A exemplo da Premier League e outros campeonatos badalados ao redor do continente, é obrigatório contar com o Uefa Pro para treinar na primeira divisão em Portugal, mas não tem funcionado exatamente assim na prática.

Uma mostra disso foi a última edição da Liga Europa: dois de seus quatro representantes na fase de mata-mata não tinham treinadores com o grau exigido para a competição. Sem isso, eles constavam na súmula como assistentes, não podiam se levantar no banco para orientar seus atletas nem mesmo dar entrevistas antes e depois do jogo. Em suma, estavam impedidos de desempenhar suas funções por completo.

O técnico português Sérgio Vieira, que fez relativo sucesso na Ferroviária e passou pelo Athletico, viveu isso na pele.

Ao retornar do Brasil, em 2017, ele assumiu o Moreirense na Liga Portuguesa, mas, como não tinha o quarto nível, viu o seu campo de influência na área técnica ser limitado pelas restrições que enfrentou.

“Quando você tem de ficar sentado, sua perspectiva do jogo é diferente, alguns bancos não têm o melhor ângulo para acompanhar a partida. Acima de tudo, você não tem liberdade para interagir quando necessário, precisar passar a instrução através de seu auxiliar e isso condiciona toda a comunicação até o jogador”, explica Vieira.

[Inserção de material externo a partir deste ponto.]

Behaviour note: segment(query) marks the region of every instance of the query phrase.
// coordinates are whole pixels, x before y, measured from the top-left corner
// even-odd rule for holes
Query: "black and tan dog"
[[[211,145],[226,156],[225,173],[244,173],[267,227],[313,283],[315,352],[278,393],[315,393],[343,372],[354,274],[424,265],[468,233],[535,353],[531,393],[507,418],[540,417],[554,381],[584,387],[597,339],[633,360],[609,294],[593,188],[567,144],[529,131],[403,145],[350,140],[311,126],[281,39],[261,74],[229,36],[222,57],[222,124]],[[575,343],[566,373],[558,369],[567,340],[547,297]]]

Mas as dificuldades não pararam nisso. Ao fazer o terceiro grau, ele esbarrou em um entrave inesperado: a federação portuguesa não aceitou os mais de 50 jogos que dirigiu no futebol brasileiro como parte de seu estágio obrigatório e desconsiderou a sua experiência do outro lado do oceano. “Houve um pouco de radicalismo no processo”, opina.

Na última temporada, Vieira conduziu o Farense para a elite portuguesa e tem se firmado como uma das referências da nova geração local. Desde julho, a cada pausa para data Fifa, ele viaja até Lisboa para frequentar as aulas do curso Uefa Pro. A concorrência para entrar não foi fácil: teve de ficar entre os 40 primeiros em um universo de 199 candidatos.

A mesma sorte não teve o ex-goleiro Peçanha, que surgiu no Flamengo e construiu carreira em Portugal. Ele foi o brasileiro mais bem colocado, porém, não passou da lista de suplentes.

“Não me senti prejudicado porque, no meu caso específico, eu estava desempregado e, por isso, não cumpria parte dos requisitos. Tive passagem recente por um clube, mas, com a mudança de investidor, acabei saindo. Preciso de uma oportunidade para voltar”, afirma o carioca radicado em Paços de Ferreira.

A briga para entrar no curso do terceiro nível foi ainda mais ferrenha, com 460 profissionais competindo por 30 vagas. No fim das contas, entre outros, ficou de fora Luís Freire, que, mesmo após subir de divisão seis vezes em oito anos, não foi aceito. A sua ausência causou grande indignação e reforçou a impressão de que a federação portuguesa não valoriza suficientemente o mérito esportivo.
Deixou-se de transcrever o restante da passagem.